Nel procedimento che vedeva contrapposte Facebook e Casa Pound, il Tribunale di Roma già si era pronunciato in sede di ricorso d’urgenza quando il social di Zuckerberg aveva oscurato la pagina del movimento, senza neppure un preventivo avviso, ordinando il ripristino della pagina. Nel suo primo provvedimento il tribunale aveva sottolineato un in evidenza come Facebook, e quindi anche gli altri social network, sia oggi di fatto non solo un luogo di incontro, ma una sede di dibattito e confronto, anche a livello politico dove gli assenti corrono il rischio di essere tagliati fuori proprio dalla vita politica di un paese facendo venir meno i principi di un confronto democratico paritario.

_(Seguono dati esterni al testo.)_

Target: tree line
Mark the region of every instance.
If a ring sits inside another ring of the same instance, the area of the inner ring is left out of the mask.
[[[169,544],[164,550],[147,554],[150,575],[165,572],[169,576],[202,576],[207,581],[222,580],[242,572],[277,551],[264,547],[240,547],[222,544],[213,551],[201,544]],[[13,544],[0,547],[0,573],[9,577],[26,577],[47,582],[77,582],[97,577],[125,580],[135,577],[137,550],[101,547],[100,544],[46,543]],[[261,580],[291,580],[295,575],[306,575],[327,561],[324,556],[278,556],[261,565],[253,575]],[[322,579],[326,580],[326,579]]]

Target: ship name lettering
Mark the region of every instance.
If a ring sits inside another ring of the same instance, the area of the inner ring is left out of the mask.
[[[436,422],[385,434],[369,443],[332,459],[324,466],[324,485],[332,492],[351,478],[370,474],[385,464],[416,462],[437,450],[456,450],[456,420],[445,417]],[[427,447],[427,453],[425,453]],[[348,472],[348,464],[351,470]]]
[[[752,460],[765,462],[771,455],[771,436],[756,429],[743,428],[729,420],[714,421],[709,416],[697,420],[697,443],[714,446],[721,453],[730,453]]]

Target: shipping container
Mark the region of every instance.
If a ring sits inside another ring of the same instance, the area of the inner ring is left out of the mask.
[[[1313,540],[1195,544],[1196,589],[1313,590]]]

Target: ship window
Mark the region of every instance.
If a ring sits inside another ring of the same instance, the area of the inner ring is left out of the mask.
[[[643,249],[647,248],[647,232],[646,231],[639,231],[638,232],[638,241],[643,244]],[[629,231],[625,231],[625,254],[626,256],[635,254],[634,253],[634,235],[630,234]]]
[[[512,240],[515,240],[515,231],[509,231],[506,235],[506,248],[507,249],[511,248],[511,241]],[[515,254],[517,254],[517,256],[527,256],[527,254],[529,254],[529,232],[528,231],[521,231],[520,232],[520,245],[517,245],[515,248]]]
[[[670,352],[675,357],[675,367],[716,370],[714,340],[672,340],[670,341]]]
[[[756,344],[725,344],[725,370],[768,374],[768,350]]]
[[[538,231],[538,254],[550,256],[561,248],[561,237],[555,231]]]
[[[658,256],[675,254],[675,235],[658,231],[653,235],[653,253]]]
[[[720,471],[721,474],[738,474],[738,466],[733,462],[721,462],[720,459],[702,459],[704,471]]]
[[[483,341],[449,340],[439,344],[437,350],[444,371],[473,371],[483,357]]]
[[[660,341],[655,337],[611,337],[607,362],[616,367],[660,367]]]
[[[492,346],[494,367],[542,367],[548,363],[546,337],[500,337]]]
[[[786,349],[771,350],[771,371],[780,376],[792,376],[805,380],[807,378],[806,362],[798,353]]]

Ovviamente Facebook ha impugnato il provvedimento cercando di riportare la vicenda in una questione di rapporti disciplinati dal diritto civile, rilevando come l’iscrizione al social avesse maggiori connotazioni di un contratto tra le parti e, pertanto, dovesse prevalere la disciplina e il regolamento accettato al momento dell’iscrizione e predisposto dal gestore.

Il Tribunale di Roma ha respinto il reclamo di Facebook muovendo da considerazioni di carattere giuridico che, probabilmente, adesso impongono riflessioni sulla natura del rapporto tra il social e gli utenti a livello sia di diritto civile che, principalmente, costituzionale.

Il Collegio ha infatti stabilito che il rapporto Facebook – utente è un contratto atipico che si perfeziona sulla base delle regole dei contratti per adesione (quelli ciò predisposti e imposti dal fornitore). Tuttavia ciò non implica che la disciplina del rapporto sia demandata ai rapporti tra le parti specialmente quando una delle due muove da posizioni di maggiore forza al punto di imporre la propria volontà all’altra non solo nella fase di definizione del contratto.

Pertanto è possibile richiedere un intervento del Giudice, proprio come ha fatto Casapound, per incidere sul bilanciamento degli interessi delle parti giungendo a modificare o integrare il contratto ed evitare abusi di diritto e di posizioni.

Infondata e respinta la difesa di Facebook che, muovendo dal dato che è lei a gestire e fornire il servizio, le condizioni debbano sfuggire ad ogni forma di controllo. Inoltre non può avere rilevanza che, nel caso specifico, Facebook abbia contestato che Casa Pound di essere un’associazione proibita dalla legge italiana.

Infatti ha rilevato il Tribunale che se quella del gestore è una posizione riconducibile all’attività e libertà di impresa, quella dell’utente afferisce alla libertà di manifestazione del pensiero che, come tale, trovando una diversa e più ampia forma di tutela nella Costituzione, non può essere invocata come causa di risoluzione del contratto. Del tutto irrilevante in questo contesto se l’utente sia un partito politico. Anzi. Del resto, viene da ricordare, Facebook nasce proprio come luogo di incontro e scambio di opinioni.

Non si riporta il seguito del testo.